Mme Maloney a expliqué que les Premières Nations voulaient bloquer le projet de 100 millions $ parce qu'il n'y a pas eu suffisamment de consultations avec les résidents autochtones et non autochtones.

«Les gens de Nouvelle-Écosse — et même les riverains du site — ne sont tout simplement pas au courant de ce qui se passe», a expliqué Mme Maloney. «Nous demandons une injonction, et souhaitons que les gens se lèvent et puissent dire: "nous ne voulons pas que notre écosystème soit détruit".»

L'entreprise Alton Natural Gas Storage, filiale d'AltaGas, de Calgary, veut stocker du gaz naturel dans trois mines de sel, à environ 1000 mètres sous terre, un procédé utilisé ailleurs au pays depuis les années 1960, plaide-t-on. L'entreprise compte forer dans des formations de sel et pomper de l'eau de la rivière Shubenacadie, à proximité, pour dissoudre le sel, et ensuite réinjecter l'eau de saumure dans le réseau hydrographique de la région.
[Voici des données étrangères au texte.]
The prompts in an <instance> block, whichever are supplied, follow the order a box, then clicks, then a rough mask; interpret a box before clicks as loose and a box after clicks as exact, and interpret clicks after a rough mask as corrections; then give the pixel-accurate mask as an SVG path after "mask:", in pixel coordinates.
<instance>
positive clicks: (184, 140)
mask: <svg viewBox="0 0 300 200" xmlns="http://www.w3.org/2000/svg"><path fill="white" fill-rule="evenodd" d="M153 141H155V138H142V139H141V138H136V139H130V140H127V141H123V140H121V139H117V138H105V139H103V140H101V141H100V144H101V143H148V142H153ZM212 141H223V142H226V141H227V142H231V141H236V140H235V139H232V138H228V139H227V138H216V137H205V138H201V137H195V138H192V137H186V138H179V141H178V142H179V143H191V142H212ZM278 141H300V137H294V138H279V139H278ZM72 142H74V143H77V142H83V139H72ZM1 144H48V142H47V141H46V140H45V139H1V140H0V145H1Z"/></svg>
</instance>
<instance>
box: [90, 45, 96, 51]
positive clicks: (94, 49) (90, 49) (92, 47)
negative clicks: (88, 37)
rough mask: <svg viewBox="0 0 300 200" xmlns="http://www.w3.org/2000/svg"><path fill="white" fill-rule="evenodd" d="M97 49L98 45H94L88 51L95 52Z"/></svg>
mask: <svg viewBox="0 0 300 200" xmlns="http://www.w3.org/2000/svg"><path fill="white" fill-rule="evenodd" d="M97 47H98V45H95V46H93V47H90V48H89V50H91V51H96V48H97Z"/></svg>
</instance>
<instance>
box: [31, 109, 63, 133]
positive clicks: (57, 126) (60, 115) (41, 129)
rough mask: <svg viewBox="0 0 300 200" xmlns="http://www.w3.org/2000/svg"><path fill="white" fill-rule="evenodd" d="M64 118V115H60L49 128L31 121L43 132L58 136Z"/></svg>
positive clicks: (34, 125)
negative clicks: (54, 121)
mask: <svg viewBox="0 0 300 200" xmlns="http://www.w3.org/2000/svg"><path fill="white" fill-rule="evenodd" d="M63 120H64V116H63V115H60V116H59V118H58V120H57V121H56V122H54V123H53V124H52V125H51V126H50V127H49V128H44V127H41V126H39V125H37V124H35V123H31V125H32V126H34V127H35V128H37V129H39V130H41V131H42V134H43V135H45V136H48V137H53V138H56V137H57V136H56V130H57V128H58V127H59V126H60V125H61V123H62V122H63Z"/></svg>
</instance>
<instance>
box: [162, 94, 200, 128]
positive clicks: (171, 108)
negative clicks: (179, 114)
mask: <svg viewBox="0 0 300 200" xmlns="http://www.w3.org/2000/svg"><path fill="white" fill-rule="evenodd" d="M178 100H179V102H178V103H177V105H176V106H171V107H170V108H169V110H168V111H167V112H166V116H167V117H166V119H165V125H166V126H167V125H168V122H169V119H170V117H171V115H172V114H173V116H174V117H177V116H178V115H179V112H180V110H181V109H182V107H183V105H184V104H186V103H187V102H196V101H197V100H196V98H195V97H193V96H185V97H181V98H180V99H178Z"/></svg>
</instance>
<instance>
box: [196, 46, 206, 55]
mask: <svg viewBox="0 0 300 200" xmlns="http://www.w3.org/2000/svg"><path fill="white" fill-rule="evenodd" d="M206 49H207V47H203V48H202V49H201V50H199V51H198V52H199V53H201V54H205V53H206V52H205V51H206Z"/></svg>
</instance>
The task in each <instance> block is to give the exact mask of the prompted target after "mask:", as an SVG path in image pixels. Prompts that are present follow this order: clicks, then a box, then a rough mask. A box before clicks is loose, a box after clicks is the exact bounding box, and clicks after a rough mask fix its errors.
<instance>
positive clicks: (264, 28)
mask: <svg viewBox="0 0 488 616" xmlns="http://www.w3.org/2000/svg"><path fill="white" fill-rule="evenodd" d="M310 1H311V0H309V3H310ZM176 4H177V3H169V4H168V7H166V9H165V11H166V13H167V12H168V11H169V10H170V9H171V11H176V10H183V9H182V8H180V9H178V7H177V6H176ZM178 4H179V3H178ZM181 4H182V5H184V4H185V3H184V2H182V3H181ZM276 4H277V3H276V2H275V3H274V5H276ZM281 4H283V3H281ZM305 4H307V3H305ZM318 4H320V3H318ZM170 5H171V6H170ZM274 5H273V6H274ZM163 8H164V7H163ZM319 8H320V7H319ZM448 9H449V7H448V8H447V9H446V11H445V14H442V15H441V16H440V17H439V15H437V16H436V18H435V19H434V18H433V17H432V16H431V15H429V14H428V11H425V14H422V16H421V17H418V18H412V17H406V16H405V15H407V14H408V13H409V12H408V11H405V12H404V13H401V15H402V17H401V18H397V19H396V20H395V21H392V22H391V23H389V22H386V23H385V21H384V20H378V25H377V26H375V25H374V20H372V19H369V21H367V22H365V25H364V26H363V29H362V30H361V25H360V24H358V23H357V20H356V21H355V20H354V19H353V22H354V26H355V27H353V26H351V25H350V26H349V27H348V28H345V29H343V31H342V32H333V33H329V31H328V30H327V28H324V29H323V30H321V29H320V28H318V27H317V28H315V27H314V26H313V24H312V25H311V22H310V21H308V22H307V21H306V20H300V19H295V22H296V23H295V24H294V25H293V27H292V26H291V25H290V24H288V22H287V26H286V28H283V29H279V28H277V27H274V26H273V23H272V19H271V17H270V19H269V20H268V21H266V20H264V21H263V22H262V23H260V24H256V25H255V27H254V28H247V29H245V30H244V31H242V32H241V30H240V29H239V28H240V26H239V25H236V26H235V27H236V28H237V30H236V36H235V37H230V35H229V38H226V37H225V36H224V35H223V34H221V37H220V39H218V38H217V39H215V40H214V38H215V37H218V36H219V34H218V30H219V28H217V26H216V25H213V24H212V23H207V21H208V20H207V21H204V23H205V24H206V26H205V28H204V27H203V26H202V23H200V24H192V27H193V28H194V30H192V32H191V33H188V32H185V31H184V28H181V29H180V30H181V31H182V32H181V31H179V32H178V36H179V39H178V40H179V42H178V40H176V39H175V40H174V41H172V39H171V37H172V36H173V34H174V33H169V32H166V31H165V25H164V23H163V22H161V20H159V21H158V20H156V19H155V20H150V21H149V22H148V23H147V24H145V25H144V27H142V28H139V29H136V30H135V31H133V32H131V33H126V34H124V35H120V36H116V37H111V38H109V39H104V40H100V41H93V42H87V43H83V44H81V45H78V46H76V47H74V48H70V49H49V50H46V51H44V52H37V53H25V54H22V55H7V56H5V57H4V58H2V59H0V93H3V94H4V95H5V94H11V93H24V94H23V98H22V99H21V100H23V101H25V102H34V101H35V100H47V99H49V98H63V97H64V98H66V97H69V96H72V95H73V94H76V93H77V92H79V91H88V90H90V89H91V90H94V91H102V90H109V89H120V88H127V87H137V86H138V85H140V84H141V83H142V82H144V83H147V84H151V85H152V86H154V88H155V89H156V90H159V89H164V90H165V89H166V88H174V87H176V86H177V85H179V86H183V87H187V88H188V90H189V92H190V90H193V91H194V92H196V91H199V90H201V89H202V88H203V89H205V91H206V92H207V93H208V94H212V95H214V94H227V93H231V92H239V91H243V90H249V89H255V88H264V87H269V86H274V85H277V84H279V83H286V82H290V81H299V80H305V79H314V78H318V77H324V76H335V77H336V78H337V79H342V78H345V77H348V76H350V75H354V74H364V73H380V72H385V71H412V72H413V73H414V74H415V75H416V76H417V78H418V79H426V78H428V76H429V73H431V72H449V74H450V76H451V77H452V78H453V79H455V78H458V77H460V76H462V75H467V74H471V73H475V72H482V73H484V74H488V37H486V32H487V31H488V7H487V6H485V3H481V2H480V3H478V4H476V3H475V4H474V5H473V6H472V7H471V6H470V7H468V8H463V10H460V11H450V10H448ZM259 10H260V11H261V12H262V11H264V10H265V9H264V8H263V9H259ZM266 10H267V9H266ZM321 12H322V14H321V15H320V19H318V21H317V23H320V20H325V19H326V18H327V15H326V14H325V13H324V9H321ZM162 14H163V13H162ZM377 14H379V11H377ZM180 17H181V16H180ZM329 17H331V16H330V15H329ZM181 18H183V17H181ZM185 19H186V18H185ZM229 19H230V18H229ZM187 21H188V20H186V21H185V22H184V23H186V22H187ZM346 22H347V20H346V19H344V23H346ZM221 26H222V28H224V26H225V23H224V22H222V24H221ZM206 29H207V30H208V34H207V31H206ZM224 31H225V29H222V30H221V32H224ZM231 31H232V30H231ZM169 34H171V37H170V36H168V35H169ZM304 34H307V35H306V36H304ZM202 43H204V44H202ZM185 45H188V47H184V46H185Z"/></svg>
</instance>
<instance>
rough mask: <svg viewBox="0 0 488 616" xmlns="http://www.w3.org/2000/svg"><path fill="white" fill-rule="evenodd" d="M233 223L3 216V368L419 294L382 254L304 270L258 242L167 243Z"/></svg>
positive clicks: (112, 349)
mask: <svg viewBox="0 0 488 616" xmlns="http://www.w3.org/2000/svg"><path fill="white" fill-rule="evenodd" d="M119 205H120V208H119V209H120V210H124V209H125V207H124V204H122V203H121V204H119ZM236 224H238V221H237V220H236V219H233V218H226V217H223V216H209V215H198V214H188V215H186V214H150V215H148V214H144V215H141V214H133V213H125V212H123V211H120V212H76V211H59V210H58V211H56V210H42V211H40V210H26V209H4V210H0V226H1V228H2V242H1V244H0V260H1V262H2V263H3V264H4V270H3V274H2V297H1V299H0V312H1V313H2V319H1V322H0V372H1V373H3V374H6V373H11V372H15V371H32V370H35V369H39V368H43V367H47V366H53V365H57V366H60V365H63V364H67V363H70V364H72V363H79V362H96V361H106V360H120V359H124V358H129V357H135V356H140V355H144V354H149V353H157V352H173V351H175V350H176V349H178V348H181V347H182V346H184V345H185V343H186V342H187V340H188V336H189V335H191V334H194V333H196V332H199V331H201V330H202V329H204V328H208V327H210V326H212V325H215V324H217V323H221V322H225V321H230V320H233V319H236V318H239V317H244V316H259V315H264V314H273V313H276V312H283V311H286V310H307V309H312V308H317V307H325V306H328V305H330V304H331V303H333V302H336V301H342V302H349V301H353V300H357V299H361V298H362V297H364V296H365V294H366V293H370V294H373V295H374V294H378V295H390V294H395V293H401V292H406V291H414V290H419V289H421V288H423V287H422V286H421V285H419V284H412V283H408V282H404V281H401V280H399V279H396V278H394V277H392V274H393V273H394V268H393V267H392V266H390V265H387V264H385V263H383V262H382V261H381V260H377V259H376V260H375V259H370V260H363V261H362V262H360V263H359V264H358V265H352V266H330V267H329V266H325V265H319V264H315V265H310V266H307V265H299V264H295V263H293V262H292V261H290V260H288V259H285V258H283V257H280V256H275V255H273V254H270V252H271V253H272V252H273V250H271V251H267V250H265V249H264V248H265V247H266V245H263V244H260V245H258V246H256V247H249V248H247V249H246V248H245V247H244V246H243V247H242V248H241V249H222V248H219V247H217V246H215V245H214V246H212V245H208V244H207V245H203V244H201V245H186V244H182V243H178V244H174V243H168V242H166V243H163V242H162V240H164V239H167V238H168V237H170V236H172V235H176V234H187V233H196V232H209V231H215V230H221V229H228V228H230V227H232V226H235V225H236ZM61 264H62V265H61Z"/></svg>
Le stockage de gaz naturel à Alton permettrait de stabiliser l'approvisionnement en Nouvelle-Écosse, mais ce gaz pourra aussi être exporté vers le nord-est des États-Unis par l'entremise d'un gazoduc qui passe tout près de là.

Sur son site internet, l'entreprise écrit que les forages ont débuté le mois dernier dans une première mine de sel. Le président d'Alton, David Birkett, indique dans un communiqué que l'entreprise a été en contact permanent avec les Micmacs depuis huit ans, comme l'exigeait le processus d'évaluation environnementale, et qu'il est toujours disponible pour de nouvelles rencontres.

Le ministère provincial de l'Environnement a indiqué de son côté qu'il poursuit toujours le dialogue avec les chefs du Conseil des autochtones de Nouvelle-Écosse, et que la compagnie doit encore obtenir les permis des ministères de l'Agriculture, des Ressources naturelles et de l'Environnement avant de pouvoir disposer d'un bassin de saumure.

Alton soutient aussi qu'elle a élaboré des mesures d'atténuation afin de protéger les poissons des rivières, mais Mme Maloney croit que cela ne sera pas suffisant pour sauver les stocks de bars d'Amérique (loups de mer), une espèce menacée.